Poussières
de sons
Un texte pour Rémy Jacquier
Exposition "Suspens" à la Cour
ma2024rs
Pierre Rochigneux
Aux fils
tendus de ma mémoire j'ai préparé des résonances. Tendus, ténus, tordus,
variations. J'y pose les clefs pour les ouvertures, j'y veux les chants que
j'oubliais, ce qui revient, ce qui est sans que je l'aie trop voulu, j'ai mes
écarts, des fugacités, autant de pauses. Comme certains oiseaux, ça s'envole,
ça retombe, ça veut l'air ou le nid, trouvant les insectes disparus. Comme des
soleils cherchant leur Est, je lance des sons cherchant à raisonner. Qui
pourront se perdre ou faire écho. S'écraser, rebondir, s'éclairer.
Je -
Mais je ne sais pas m'écouter.
- Tu me
le dis cent fois.
Je - Je
n'entends rien. Mes doigts sont sourds.
- Oui,
ils écrivent, ils ne savent pas faire deux actions dans le même instant.
Je -
Là, regarde, ils tremblent.
- Ils
ont froid. Ils vont se frotter entre eux, comme des potes qui se racontent des
histoires.
Ils vont se chauffer et tout ce qu'ils
vont toucher prendra leur chaleur.
Je -
Brûlant ?
-
Dépend des amitiés, ça. Dépend des idées qu'on défend, dépend des ivresses
qu'on contient.
Je -
S'ils n'ont rien à dire ?
- Alors
ce sera de l'amusement. Du spectacle, de l'enthousiasme, rien de sérieux, de la
joie humaine.
Je - Suffisant
?
De quoi
remplir en partie l'univers, dans un éphémère hésitant.
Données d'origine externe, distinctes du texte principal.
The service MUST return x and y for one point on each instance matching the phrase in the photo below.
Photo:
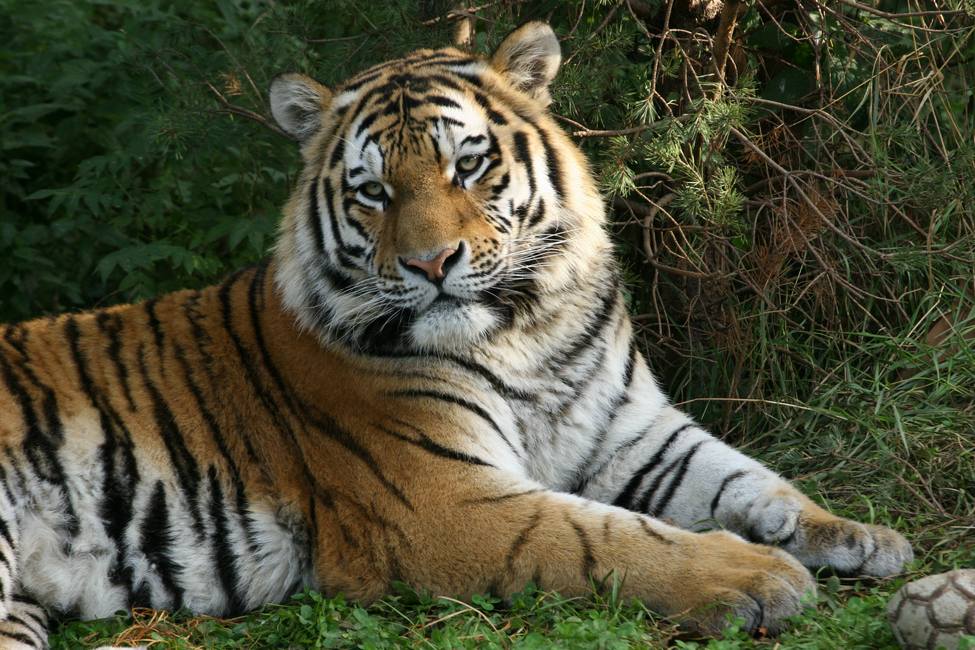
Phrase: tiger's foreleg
(9, 535)
(470, 538)
(25, 626)
(675, 470)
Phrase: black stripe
(538, 214)
(599, 320)
(500, 498)
(327, 425)
(496, 382)
(358, 227)
(625, 498)
(724, 484)
(357, 83)
(432, 447)
(315, 218)
(111, 326)
(648, 529)
(458, 401)
(363, 126)
(523, 155)
(675, 483)
(226, 559)
(40, 636)
(332, 213)
(187, 470)
(630, 364)
(442, 101)
(257, 386)
(493, 115)
(337, 152)
(5, 533)
(40, 448)
(156, 542)
(17, 636)
(154, 326)
(521, 539)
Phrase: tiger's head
(439, 202)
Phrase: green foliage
(790, 235)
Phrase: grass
(789, 320)
(888, 438)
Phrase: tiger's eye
(373, 190)
(467, 164)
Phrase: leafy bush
(790, 185)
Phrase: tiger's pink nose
(437, 267)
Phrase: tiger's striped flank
(433, 379)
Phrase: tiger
(431, 380)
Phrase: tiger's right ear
(297, 104)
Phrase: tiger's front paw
(760, 584)
(820, 539)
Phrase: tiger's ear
(297, 104)
(529, 57)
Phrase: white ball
(934, 612)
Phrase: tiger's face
(438, 198)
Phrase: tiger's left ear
(297, 104)
(529, 57)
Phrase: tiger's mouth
(445, 302)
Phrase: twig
(232, 109)
(722, 41)
(805, 197)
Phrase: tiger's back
(125, 464)
(434, 380)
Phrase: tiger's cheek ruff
(464, 428)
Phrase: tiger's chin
(452, 325)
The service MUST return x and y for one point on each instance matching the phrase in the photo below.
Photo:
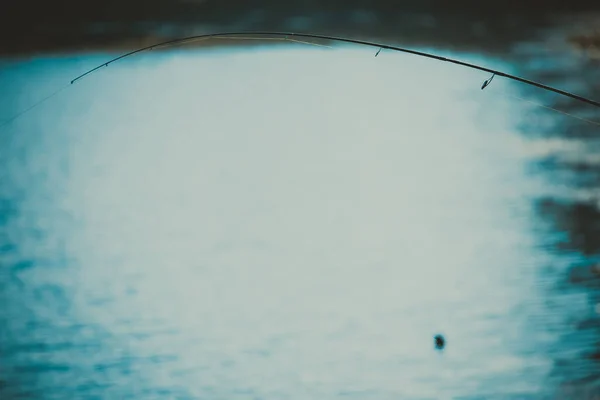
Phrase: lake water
(277, 223)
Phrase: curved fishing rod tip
(487, 82)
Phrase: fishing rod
(291, 35)
(294, 37)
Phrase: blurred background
(249, 219)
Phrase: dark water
(286, 223)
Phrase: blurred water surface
(271, 223)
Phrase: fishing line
(292, 37)
(34, 105)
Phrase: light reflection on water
(277, 223)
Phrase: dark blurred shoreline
(66, 26)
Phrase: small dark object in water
(440, 342)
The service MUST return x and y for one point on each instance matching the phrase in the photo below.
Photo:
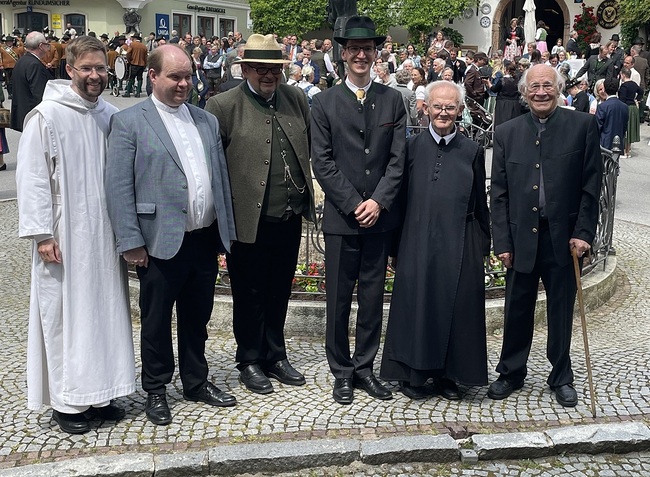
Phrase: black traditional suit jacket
(29, 79)
(572, 171)
(357, 153)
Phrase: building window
(182, 24)
(77, 21)
(206, 26)
(31, 21)
(226, 26)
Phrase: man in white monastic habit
(80, 345)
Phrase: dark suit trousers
(261, 275)
(349, 258)
(188, 280)
(521, 295)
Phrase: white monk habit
(80, 342)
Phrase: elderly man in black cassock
(436, 326)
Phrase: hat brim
(342, 40)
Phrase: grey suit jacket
(146, 187)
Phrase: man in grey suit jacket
(169, 201)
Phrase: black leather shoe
(157, 409)
(372, 386)
(566, 395)
(71, 423)
(112, 412)
(447, 389)
(343, 392)
(414, 392)
(253, 378)
(285, 373)
(502, 388)
(212, 395)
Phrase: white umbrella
(530, 24)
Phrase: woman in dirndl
(512, 37)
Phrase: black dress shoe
(157, 409)
(343, 392)
(566, 395)
(447, 389)
(255, 380)
(285, 373)
(71, 423)
(372, 386)
(112, 412)
(503, 387)
(414, 392)
(212, 395)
Par les traces, les
contours, dans une représentation sur une scène sans estrade, qui patiente. Les
poussières de la nature se maquillent sans miroir, ont un peu le trac, se
lancent, s'exposent aux interrogations. Ce sont les sons fragiles de la
poussière qui veut se faire oublier et pourtant qui revendique ses formes,
celles qu'elle a prises des volumes posés là. Je les possède, dit-elle, par ma
patience, par mes envols et par mon calme ; ne me dérangez pas, voyez comme je
ne vous fuis pas, ne me donnez pas la douleur d'avoir peur de vous. Ne me
nettoyez pas, je suis la poussière propre, je suis toutes les usures et plus tard je
serai vous comme vous serez moi.
Ainsi va l'eau, dit le nuage,
ainsi l'eau prend racine, ose un arbre baladeur. Ça rigole, là-haut, ça rigole
au poulailler, ça s'amuse au paradis. Ainsi va son air, son air de rien, son
air de notes, sornettes, ainsi vont les monts des mondes devenant le sable
attendant la vague des ondes qui danseraient mais, timides, qui attendent qu'on
se retourne. Encore qu'on se retourne pour un face-à-face. Nous accordant.